3.     Companies that haven’t already made changes to their compensation and rewards soon will, or are at least planning a strategy for moving forward. Some steps include adjusting comp for salespeople who are unable to travel, meet potential clients in person, etc., providing incentives for employees to come onsite to work, paying employees who are unable to come to work and also unable to work from home, for example. 

4.     Organizations are also starting to give serious though to retention strategies in the event that pay freezes or other cuts to compensation become necessary.

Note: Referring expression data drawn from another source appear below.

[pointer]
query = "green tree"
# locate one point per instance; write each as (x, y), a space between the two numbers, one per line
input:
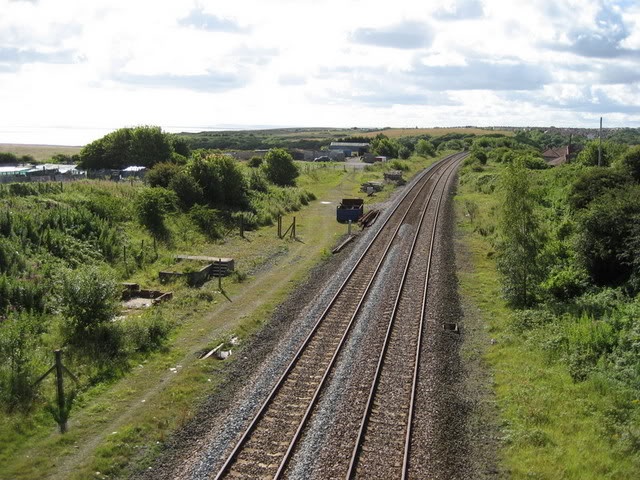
(144, 146)
(591, 183)
(221, 180)
(189, 192)
(610, 152)
(279, 167)
(19, 334)
(425, 148)
(609, 236)
(521, 241)
(152, 204)
(89, 301)
(161, 174)
(630, 162)
(7, 157)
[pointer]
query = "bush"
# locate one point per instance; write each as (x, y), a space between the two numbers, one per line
(630, 162)
(152, 204)
(208, 220)
(255, 162)
(220, 179)
(19, 363)
(89, 301)
(161, 174)
(425, 148)
(279, 167)
(591, 183)
(609, 236)
(188, 191)
(566, 283)
(148, 332)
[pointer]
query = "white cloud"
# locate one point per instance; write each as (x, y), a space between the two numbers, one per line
(100, 65)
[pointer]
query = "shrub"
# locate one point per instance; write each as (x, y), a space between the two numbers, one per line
(566, 282)
(591, 183)
(89, 300)
(147, 332)
(279, 167)
(425, 148)
(255, 162)
(630, 162)
(161, 174)
(188, 191)
(19, 365)
(152, 204)
(208, 220)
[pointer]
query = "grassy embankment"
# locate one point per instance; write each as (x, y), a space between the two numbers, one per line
(117, 426)
(551, 426)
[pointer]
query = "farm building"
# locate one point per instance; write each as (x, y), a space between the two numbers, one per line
(133, 171)
(349, 149)
(558, 156)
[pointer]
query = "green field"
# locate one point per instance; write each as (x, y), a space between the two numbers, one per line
(41, 153)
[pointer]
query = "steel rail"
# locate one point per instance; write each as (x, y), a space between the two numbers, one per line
(280, 381)
(416, 369)
(383, 351)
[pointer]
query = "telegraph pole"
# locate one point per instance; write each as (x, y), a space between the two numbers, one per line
(600, 145)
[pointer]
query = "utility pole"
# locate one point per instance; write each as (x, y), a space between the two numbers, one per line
(600, 145)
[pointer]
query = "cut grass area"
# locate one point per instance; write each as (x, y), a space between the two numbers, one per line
(551, 427)
(434, 132)
(41, 153)
(118, 427)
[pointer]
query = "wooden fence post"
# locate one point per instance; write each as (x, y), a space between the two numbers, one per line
(60, 390)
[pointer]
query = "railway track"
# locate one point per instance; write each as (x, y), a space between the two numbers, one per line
(265, 447)
(382, 449)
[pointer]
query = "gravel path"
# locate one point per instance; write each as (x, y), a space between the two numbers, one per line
(443, 440)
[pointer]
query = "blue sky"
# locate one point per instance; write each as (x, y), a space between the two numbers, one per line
(73, 70)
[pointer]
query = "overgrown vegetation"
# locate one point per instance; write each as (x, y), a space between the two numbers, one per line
(566, 243)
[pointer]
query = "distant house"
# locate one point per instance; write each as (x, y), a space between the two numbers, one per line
(133, 171)
(559, 155)
(15, 173)
(349, 149)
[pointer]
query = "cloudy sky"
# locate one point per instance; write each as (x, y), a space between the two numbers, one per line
(73, 70)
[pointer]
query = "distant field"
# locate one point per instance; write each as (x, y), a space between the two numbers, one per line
(39, 152)
(435, 132)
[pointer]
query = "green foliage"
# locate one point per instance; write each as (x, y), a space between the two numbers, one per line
(152, 204)
(19, 365)
(404, 152)
(187, 189)
(143, 146)
(630, 162)
(591, 183)
(398, 165)
(221, 180)
(161, 174)
(147, 332)
(279, 167)
(610, 235)
(384, 146)
(8, 157)
(255, 161)
(88, 301)
(611, 151)
(208, 220)
(564, 283)
(425, 148)
(521, 240)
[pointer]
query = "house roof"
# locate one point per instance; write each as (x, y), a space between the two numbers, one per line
(555, 152)
(14, 170)
(349, 144)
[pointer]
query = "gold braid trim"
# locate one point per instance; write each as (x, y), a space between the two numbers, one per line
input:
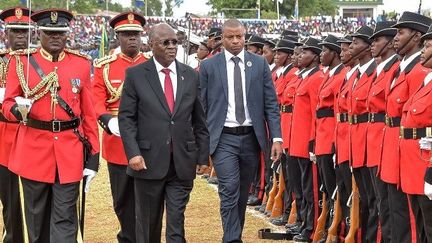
(50, 82)
(114, 92)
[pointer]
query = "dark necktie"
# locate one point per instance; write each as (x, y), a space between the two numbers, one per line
(169, 91)
(238, 92)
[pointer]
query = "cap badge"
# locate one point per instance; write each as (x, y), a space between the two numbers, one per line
(131, 18)
(18, 13)
(54, 17)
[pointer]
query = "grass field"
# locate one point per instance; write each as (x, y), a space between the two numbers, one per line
(202, 215)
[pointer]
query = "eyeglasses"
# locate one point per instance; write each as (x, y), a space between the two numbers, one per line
(168, 42)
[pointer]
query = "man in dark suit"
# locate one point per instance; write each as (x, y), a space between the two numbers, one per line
(163, 128)
(241, 106)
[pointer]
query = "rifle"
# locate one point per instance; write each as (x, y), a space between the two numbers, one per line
(272, 195)
(293, 213)
(354, 213)
(278, 200)
(332, 235)
(320, 229)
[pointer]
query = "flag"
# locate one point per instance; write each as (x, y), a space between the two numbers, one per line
(139, 3)
(296, 10)
(104, 43)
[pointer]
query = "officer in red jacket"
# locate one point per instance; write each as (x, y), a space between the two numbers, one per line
(406, 80)
(108, 84)
(358, 117)
(325, 115)
(53, 101)
(303, 133)
(17, 29)
(382, 47)
(342, 169)
(415, 165)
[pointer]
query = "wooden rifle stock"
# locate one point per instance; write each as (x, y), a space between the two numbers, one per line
(278, 200)
(332, 235)
(354, 213)
(293, 213)
(272, 195)
(320, 229)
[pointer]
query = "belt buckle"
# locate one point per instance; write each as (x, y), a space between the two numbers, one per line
(56, 126)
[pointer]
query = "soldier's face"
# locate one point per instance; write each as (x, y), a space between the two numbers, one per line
(130, 42)
(164, 46)
(233, 39)
(17, 38)
(53, 41)
(426, 54)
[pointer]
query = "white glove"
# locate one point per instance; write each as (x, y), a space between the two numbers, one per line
(312, 157)
(90, 175)
(426, 143)
(428, 190)
(21, 101)
(2, 91)
(113, 126)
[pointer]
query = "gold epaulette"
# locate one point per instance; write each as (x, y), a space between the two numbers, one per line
(24, 51)
(104, 60)
(4, 51)
(148, 54)
(78, 53)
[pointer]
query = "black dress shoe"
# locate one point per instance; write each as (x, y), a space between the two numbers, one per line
(253, 201)
(294, 225)
(301, 238)
(280, 221)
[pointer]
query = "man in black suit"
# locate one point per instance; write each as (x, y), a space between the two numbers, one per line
(242, 114)
(164, 132)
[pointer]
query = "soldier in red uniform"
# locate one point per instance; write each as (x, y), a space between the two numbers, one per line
(382, 47)
(342, 169)
(108, 84)
(303, 133)
(53, 101)
(358, 118)
(17, 29)
(407, 79)
(415, 162)
(325, 116)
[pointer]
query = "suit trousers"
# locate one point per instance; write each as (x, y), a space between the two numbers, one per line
(122, 191)
(51, 213)
(294, 181)
(235, 160)
(309, 184)
(422, 209)
(10, 199)
(151, 197)
(344, 182)
(368, 204)
(400, 220)
(381, 192)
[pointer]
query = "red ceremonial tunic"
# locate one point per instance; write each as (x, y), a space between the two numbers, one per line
(397, 93)
(39, 154)
(417, 113)
(115, 67)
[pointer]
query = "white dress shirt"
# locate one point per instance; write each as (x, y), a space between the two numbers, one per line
(231, 120)
(173, 75)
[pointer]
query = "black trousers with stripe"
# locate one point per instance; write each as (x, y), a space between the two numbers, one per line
(10, 199)
(50, 211)
(122, 191)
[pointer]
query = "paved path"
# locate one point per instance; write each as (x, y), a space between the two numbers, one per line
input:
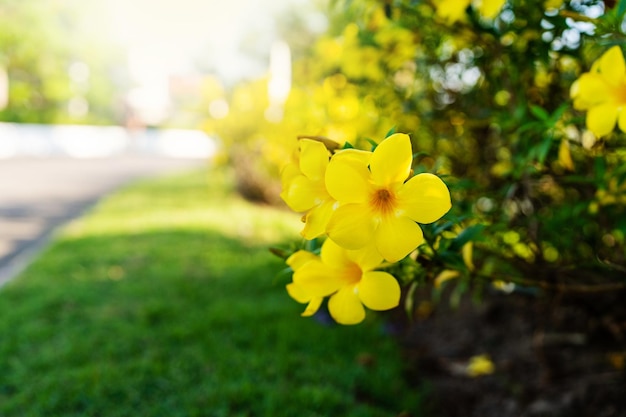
(39, 194)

The discussion of the first virtual gathering of total rewards leaders covered the following compensation & benefits issues: 


  • How are organizations determining comp & benefits for consultants/contractors/ vendors?
    • Some are shifting to seeing contractors as employees
    • Leading orgs are now extending some compensation to contractors (i.e. Lyft/Uber)
  • Is your org doing anything to accommodate by easing travel ban, relaxing salespersons quotas or making payout adjustments?
    • Some are requiring a business case for going into the office in high-risk areas where we want people to work from home. What is a worthwhile reason?
  • Re: Salespersons quotas - reinforcing that this is your opportunity, no immediate changes to quotas; reluctance to relax quotas – travel/safety implications?
  • Voiding requirements on # of in-person meetings and allowing virtual meetings to count in place of those
  • At what point do we change policies?
  • Many clients are instituting policies that do not allow visitors (limiting in-person sales discussions, etc.)
  • How do we support employees who cannot afford to practice "social distancing” or work from home?
  • How do we work with compliance?
  • Help understand the impact and hard lines of in-person meetings/events


  • How do we adjust pay and PTO for mandated or volunteer 14-day quarantine time?
    • Most are paying individual quarantined for 14-day period
  • Have you made any adjustments to your health benefits, such as paying for testing?
  • Walmart - No penalty for those uncomfortable coming into work (even if not sick/under quarantine)
  • What does flex time look like?
  • Will moving to remote work now make this an ongoing part of the culture?
  • How do we address concerns about abuse of these new policies?
  • Extend trust to employees in the face of health crisis
  • Handle issues from WFH on a case-by-case basis
  • Potential lower productivity for those WFH with children at home (school cancellations)

Long-term Impact

  • How are you adjusting performance management practices?
    • Be sensitive & empathetic
    • Create teams to check-in on how people are adjusting/feeling
  • How do we mitigate expected impact and crisis mgmt.?
  • How should we treat higher-risk populations within our workforces?
  • Encourage people to listen to doctor’s advice
  • Placing the responsibility on the employee to take care of their health


  • Keep in mind the importance of abiding by the policies and guidance of local law enforcement, hospitals, client policies
  • Agility and flexibility - Leaders need to set the tone that they are making decisions based on what they know today, but will update as new information becomes available; anticipate tough adjustment for workforce
  • Providing online real-time platform with latest updates and messaging from business leaders (“Reach out to your HRBP for more information”)
  • Importance of tracking region-specific information


  • Health Insurance Carriers (IRS Guidance) – What co-pays should be waived for employees on corporate health insurance plans?
  • Next Practice - “Learning as a Reward” – How do we identify and reward the leaders that continue to drive performance, collaboration (and well-being) throughout this crisis and virtual platform?
  • Virtual leadership as a performance metric
  • Investing in the workforce – What is the mix of our workforce investment (stock compensation, etc.)?